Il faut tout remettre en question, selon l'artiste égyptienne Heba Amin

LONDRES : De nombreux artistes voient dans le montage final d'une exposition, le couronnement de plusieurs mois ou années de travail – pour plusieurs, c’est le moment où leur implication dans le processus artistique prend fin.

Mais pour l'artiste égyptienne Heba Amin, en dévoilant sa première exposition individuelle au Royaume-Uni, son travail ne fait que commencer.  L'exposition intitulée « When I see the future, I close my eyes » (Quand je vois l'avenir, je ferme les yeux) se tient jusqu'à la fin mars 2021 à la galerie Mosaic Rooms à Londres. Elle comprend une série de projets en cours qui présentent le regard de l'artiste, basée à Berlin, sur la manière dont la technologie s'engage dans la société au sens politique et géographique.

« L'aspect le plus passionnant de cette exposition est que le conservateur d’art  Anthony Downey et moi-même explorons comment nous servir de l'exposition pour développer des connaissances, en coopérant avec les autres.  Mon travail est très intense en matière de recherche et nécessite une collaboration quant à la manière dont j'exploite le matériel » explique Mme Amin à Arab News. « Comment alors créer de nouveaux contenus, en mettant en avant des questions ou des idées qui seront développées tout au long de l'exposition, plutôt que de les présenter dans un format statique et fini » ?

Sa première exposition individuelle au Royaume-Uni, « When I see the future, I close my eyes» (Quand je vois l'avenir, je ferme les yeux), se tient à la galerie Mosaic Rooms à Londres jusqu'en mars 2021. (Photo fournie)

Les œuvres de Heba Amin sont connues pour les recherches approfondies et détaillées portant sur la manière dont la société contemporaine utilise les outils technologiques ainsi que sur l'évolution des hiérarchies et des dynamiques de pouvoir qui y sont associées, en particulier au Moyen-Orient.

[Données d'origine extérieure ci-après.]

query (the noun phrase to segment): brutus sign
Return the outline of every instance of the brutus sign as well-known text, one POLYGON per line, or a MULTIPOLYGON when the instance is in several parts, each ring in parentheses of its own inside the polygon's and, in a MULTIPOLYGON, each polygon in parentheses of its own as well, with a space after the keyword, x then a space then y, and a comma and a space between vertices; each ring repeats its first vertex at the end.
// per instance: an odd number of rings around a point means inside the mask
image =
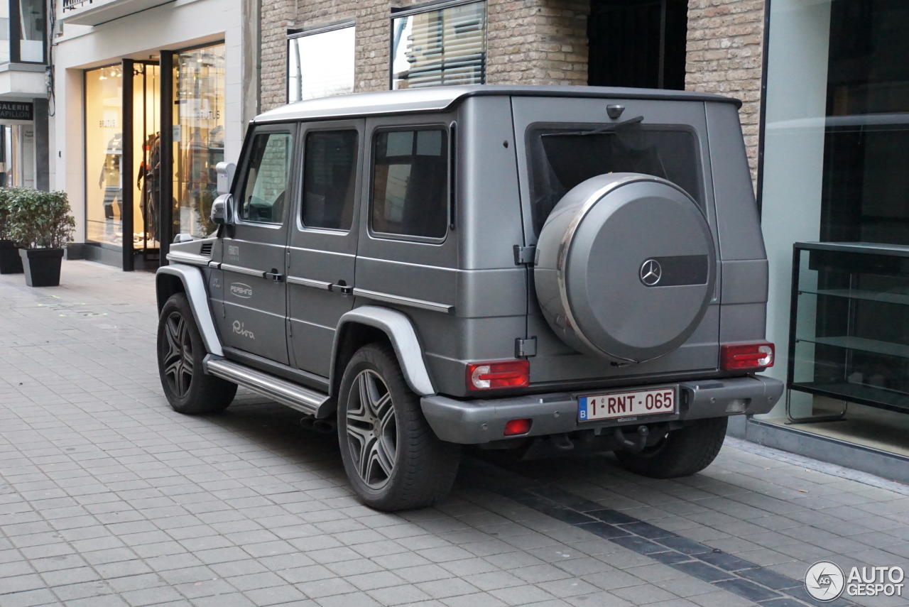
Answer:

L’exposition « When I see the future... » était prévue pour le mois de mai 2020 et constitue le noyau d'un vaste programme d'événements, qui se dérouleront au cours des six prochains mois.

« Plusieurs événements sont organisés presque chaque semaine, notamment des tables rondes, des conférences, des projections de films en podcast, des lancements de livres et de revues, et bien d'autres encore »", explique Mme Amin. La pandémie de Covid-19, qui a repoussé le lancement, a influencé le déroulement de certains de ces événements. Elle joue, certes, un rôle dans l'interactivité permanente qui caractérise l'exposition.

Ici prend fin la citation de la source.